Swedish fast-fashion retailer, H&M has released its financial results for Q3. For the period ending August 31, 2018, the company has reportedly increased its online sales by 32 percent in 47 markets.
In the three months from June 1 to August 31, 2018, H&M’s sales, including VAT, increased by nine percent to SEK 64,800 million. Sales excluding VAT also increased by nine percent, while sales in local currencies increased by three percent excluding VAT and one percent including VAT.
“The rapid changes in the fashion industry are continuing and the H&M group is in an exciting transitional period,” the fashion retailer’s CEO, Karl-Johan Persson said in H&M’s quarterly financial report.
“Our transformation work has contributed to a gradual improvement in sales development with an increased market share in most markets during the third quarter, particularly in Germany, Sweden, Eastern Europe, Russia and China.”
He also highlighted the company’s online performance, which was by far the business’s best-performing category for the quarter.
“Today H&M online is in 47 markets and we are continuing at full speed to roll out online globally to all our existing store markets, as well as to other markets,” he said.
However, the company also hit new hurdles in the US, France, Italy and Belgium in Q3 while trying to implement a new logistics system. Problems that arose during implementation reportedly led to negative store sales in these regions.
“Intensive work to correct the problems – which have now been largely resolved – resulted in extraordinary costs of around SEK 400 million in the quarter. The new logistics systems, however, are an essential part of our work to make our supply chain faster, more flexible and more efficient, and to continue the integration of stores and online,” Persson said.
H&M’s Q3 results are visibly better than Q2 when the company closed the first half of 2018 with a substantial amount of excess stock, equating to US$4 billion of inventory.
For the period ending May 31, 2018, H&M reported a 28 percent drop in profits, which Persson said wasn’t surprising given the high stock levels.
“As we signalled previously, it was going to be a tough first half-year.

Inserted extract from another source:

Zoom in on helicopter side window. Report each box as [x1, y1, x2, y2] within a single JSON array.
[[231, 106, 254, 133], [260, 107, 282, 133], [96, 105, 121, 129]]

We went into the second quarter carrying too much stock and we still had some imbalances in the H&M assortment – something that we are gradually correcting,” he said at the time.
H&M’s Growth Plans for Q4
Moving forward Persson says H&M’s focus will be on customer experience, sustainable practices, quality product lines that come with an affordable price point, and of course, continued changes to both its online and physical shop footprints.
“We are getting a positive response from customers to the changes that we are making both online and in stores… We are therefore now scaling up to this in more stores and markets.”
Investments in artificial intelligence and advanced data analytics technology is also reportedly paying off, with plans in place to use this technology to improve efficiencies in areas like quantification, allocation, pricing and trend forecasting.
“As always, we have a long-term perspective. Our improvement work is continuing, and although many challenges remain, there are more and more indications that we are on the right track,” Persson said.